The visual language of op art is built on an interrogation in to the way human visual perception functions. It is rooted in a complex figure-ground relationship. Op art works consist of two planes that interact in a way that is dense and somehow contradictory. There are two dominant methods within op art. The best known of these involves the elicitation of effects via a utilization of line and pattern. These paintings tend to be either black and white or grisaille. One of the best-known instances of this method is Current, a painting by Bridget Riley from the 1960s. In this famous image, wavy black and white lines are situated to close to one another on the surface of the canvas. This gives rise to a volatile figure-ground relationship. If you look at it for too long, your eyes start to hurt.
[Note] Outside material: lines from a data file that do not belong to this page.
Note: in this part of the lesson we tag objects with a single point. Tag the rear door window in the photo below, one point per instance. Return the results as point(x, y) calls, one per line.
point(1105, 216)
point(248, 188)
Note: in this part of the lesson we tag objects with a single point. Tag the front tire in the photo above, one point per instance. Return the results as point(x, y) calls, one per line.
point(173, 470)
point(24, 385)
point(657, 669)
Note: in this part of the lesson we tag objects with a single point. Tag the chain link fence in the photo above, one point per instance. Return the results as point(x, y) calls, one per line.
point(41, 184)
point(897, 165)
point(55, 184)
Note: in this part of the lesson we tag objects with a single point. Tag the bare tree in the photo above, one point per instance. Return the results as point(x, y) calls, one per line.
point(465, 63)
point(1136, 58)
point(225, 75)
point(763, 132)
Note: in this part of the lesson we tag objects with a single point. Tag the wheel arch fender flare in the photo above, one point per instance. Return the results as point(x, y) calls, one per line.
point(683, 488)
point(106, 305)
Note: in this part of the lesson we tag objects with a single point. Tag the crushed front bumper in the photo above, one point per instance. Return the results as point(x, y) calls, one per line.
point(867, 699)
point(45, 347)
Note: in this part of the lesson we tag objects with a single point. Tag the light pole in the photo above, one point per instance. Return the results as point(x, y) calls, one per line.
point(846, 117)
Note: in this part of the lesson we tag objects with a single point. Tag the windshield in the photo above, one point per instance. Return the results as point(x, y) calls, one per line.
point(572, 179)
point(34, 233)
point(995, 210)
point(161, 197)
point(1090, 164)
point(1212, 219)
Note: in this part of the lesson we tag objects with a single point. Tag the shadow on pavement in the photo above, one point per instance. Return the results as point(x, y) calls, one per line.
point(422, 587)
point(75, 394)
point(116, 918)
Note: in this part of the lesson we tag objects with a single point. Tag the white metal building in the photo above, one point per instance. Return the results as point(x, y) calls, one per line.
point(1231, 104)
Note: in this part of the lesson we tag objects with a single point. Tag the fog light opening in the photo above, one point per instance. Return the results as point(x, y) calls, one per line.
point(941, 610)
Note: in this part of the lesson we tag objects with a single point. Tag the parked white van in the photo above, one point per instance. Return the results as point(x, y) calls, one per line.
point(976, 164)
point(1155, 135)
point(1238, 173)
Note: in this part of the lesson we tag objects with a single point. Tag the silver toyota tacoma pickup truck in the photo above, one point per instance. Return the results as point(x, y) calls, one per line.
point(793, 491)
Thanks to the way our eyes perceive light, after-images of certain colors are also produced after looking at the painting for any significant length of time. This is because where dark and light cross paths, color comes into being, as darkness and light are the two primary properties that come into play in the creation of color.

Riley would later go beyond her black and white canvases to create works in full color. Many other op artists would turn to color as well as a field of expression. These works are not so well-known in the op art canon, but are still important. Josef Albers of the Bauhaus taught two of the most important color practitioners of the op art movement. Richard Anuszkiewicz and Julian Stanczak would both go on to become important op artists.

Op art in color tends to utilize the same methods as the figure ground movement, with the added element of contrasting colors, which tends to broaden the effects on the eye of the perceiver. In the "temple paintings" by Anuszkiewicz, for example, a sense of depth is elicited by the utilization of two contrasting colors. Looking at these works, we are under the impression that we are looking at something in three dimensions. It is almost as though an architectural work is invading the space in which we view the picture.

Stanczak went even further in his pictorial compositions with color. As a matter of fact, it could be said that Stanczak's oeuvre is based on an intense examination of the way that colors function when they are put together. In the words of Rand,

Stanczak created various spatial experiences with color and geometry; the latter is far easier to discuss. Color has no simple systematized equivalent. Indeed, there may be no way to describe it that is both meaningful and accurate. Descriptions of it (the color wheel or color solids, for example) are all necessary distortions. While color derives from the electromagnetic scale that corresponds to the magnitudes of energy expressed by musical pitch, in fact, the neurological occidentals by which we experience color make it seem multidimensional, while musical pitch (not timbre, volume, or duration) is experienced as a linear relationship... [the artist's] gift is for layering. He arranges transparent patterns upon patterns so that you see through them as gauziest screens, each one seeming to fold as if it moves (Rand 40 and 42).

The work of Ratliff (1996) on color theory is also useful to consider when analyzing op art. Ratliff contends that there are three main classes of color interaction - simultaneous contrast, successive contrast, and reverse contrast (also known as assimilation.) Simultaneous contrast occurs when one patch of color is surrounded by another color. Successive contrast takes place when one color is viewed, followed by another. This usually occurs when we are led to fix our eye on one color, then replacing that color with another. In the final form of contrast - assimilation - the lightness of white or darkness of black appears to spread into other regions of the canvas. This effect tends to make neighboring areas look more alike, rather than enhancing their differences.